2.3. Diagnosis of CRBSI. The diagnostic criteria of CRBSI were in accordance with the guidelines of the Infectious Disease Society of America [14]. Upon suspicious symptoms of CRBSI including fever, chills, hypotension, and SIRS, 10 ml central venous blood and peripheral arterial blood were sent for aerobic or anaerobic culture using BACTEC-9120, VITEK-32 automatic microbial analysis system and supporting culture bottles, bacterial identification card, and anaerobic culture kits and medium (bioMerieux, France). The culture temperature was set at 35.5[degrees]C. Negative report timeline was usually set as 5 days after incubation. When positive results were reported, the cultures were implanted to the corresponding medium and the pathogenic strains were isolated by aerobic and/or anaerobic culture at 36[degrees]C. All the isolated strains obtained from the anaerobic culture were subject to oxygen tolerance test.

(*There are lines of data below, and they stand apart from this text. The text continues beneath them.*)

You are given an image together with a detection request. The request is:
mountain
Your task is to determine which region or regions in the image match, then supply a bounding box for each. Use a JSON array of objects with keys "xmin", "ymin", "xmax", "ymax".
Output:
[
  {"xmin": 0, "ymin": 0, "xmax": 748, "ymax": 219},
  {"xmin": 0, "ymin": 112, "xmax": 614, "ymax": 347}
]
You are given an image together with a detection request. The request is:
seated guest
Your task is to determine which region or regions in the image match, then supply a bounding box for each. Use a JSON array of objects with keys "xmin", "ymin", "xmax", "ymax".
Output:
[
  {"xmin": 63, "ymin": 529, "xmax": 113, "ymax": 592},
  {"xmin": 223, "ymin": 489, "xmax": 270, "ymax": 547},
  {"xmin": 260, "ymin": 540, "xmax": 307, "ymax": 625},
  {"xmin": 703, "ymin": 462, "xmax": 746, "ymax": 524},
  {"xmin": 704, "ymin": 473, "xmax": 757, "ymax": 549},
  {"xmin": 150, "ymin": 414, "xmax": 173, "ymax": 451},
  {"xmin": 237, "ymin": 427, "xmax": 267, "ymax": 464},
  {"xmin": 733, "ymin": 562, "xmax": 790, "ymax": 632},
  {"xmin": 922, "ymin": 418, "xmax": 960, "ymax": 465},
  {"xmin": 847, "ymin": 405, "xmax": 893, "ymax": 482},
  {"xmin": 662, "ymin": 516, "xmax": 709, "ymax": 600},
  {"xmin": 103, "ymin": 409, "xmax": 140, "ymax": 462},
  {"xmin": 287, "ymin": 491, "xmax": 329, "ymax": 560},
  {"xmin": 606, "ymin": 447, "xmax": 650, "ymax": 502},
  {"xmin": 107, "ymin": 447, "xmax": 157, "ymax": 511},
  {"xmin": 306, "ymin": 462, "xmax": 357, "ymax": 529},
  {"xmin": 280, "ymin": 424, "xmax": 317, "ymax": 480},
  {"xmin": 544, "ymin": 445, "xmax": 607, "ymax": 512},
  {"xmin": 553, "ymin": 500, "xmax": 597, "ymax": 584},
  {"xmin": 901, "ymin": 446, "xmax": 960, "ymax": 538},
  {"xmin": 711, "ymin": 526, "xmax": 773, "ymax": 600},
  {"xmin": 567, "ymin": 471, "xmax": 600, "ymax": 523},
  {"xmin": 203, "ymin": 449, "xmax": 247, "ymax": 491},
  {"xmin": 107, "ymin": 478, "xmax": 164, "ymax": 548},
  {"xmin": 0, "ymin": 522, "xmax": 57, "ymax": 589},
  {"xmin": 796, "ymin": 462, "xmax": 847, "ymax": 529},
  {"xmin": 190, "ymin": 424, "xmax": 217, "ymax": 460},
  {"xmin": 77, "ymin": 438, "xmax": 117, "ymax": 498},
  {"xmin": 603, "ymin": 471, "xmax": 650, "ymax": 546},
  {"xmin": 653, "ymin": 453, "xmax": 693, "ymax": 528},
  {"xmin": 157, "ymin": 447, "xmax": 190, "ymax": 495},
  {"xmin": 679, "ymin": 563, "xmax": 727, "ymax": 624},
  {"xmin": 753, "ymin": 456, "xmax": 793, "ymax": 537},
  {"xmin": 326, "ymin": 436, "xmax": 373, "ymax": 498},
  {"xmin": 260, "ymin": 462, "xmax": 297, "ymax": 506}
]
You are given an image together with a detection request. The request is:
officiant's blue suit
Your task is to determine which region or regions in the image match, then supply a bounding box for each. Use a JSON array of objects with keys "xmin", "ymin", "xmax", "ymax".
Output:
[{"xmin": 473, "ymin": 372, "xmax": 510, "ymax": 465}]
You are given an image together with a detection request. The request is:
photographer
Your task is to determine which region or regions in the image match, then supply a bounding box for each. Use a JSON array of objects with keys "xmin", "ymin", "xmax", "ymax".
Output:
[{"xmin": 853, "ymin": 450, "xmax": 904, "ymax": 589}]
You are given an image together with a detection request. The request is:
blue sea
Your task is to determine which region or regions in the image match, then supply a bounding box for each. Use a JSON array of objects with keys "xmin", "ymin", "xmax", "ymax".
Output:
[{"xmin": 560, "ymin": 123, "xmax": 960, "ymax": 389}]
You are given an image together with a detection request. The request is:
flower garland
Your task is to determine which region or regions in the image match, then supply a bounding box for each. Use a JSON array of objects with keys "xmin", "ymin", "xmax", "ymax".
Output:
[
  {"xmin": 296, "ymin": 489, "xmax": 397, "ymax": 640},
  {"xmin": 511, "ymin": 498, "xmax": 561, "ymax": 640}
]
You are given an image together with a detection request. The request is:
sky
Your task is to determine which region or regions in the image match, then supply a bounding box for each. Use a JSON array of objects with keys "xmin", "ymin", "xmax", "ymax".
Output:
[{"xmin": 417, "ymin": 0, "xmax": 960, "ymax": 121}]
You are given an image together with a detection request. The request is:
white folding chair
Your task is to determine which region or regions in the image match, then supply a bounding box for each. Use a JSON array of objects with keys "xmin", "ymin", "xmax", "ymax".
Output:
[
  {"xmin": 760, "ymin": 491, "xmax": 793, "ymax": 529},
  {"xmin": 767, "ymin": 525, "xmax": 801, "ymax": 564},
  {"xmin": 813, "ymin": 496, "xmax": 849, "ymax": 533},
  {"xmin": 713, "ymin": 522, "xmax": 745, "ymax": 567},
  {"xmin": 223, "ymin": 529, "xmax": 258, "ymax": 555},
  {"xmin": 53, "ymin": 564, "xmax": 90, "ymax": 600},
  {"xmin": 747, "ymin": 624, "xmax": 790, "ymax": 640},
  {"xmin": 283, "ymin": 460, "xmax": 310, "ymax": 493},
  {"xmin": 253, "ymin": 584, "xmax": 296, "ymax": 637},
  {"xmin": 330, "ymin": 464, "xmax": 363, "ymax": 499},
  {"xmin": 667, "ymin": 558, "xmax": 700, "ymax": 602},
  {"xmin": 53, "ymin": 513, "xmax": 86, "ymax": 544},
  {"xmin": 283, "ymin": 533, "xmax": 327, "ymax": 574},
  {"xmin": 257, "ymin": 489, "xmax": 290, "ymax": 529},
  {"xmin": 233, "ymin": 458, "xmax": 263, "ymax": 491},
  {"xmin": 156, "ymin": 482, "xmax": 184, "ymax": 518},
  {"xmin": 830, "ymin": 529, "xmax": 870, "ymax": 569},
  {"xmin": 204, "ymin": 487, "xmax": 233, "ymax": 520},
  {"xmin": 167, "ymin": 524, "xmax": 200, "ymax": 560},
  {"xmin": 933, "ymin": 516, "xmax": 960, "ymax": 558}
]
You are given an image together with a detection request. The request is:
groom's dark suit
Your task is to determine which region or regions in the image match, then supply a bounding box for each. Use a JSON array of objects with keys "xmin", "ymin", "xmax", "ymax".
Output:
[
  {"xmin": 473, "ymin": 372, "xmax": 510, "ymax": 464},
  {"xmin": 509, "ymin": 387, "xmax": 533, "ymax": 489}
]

2.4. Data Measurement. For each patient, the circumstances of insertion and the parameters related to indwelling catheters were recorded including fluid infusion quantity, antibiotic utilization, indwelling days, maintenance frequency and material, fever, and blood culture. Sampling of each removed catheter was conducted to monitor catheter-related infections. Strict aseptic procedures were carried out to avoid contaminating the wound near the insertion site. Ultrasound screening was performed, and the cardiac parameter (LA diameter, LA diameter, LV systolic dimension, ventricular septal thickness, and ventricular septal thickness) were recorded every 3 days. For patients with suspected infection, the level of PCT and NT-proBNP (Roche Diagnostics) were monitored every day until infection was controlled.

2.5. Statistical Analysis. Data with normal distribution were expressed as mean [+ or -] standard deviation (SD). These data were analyzed with SPSS 19 software. The specificity and sensitivity of PCT, NT-proBNP, WBC, and CRP for CRBSI were evaluated, and ROC (receiver operating characteristic) curves were plotted. P < 0.05 was considered to be statistically significant.

3. Results

3.1. Patients' Characteristics. A total of 68 patients (male: 41; female: 27; mean age: 38.3 [+ or -] 7.3 years) were finally included in this study (Table 1). The burn area ranged from 75% to 99%. The mean duration of ICU stay was 71.2 [+ or -] 17.8 days. APACHE II score at admission was 22.3 [+ or -] 7.6. About 90 days after admission, 21 patients died, 25 patients received further treatment in the ICU for unhealed large wound or respiratory support, and 22 patients were transferred to the regular wards.

3.2. Bacterial Spectrum of CRBSI Catheters. Bacterial spectrum of CRBSI-positive catheters is shown in Figure 1. The most common pathogenic bacteria were Acinetobacter baumannii (39.8%), followed by Pseudomonas aeruginosa (26.4%), Klebsiella pneumoniae (13.7%), and Methicillin-resistant Staphylococcus aureus (MRSA, 9.2%).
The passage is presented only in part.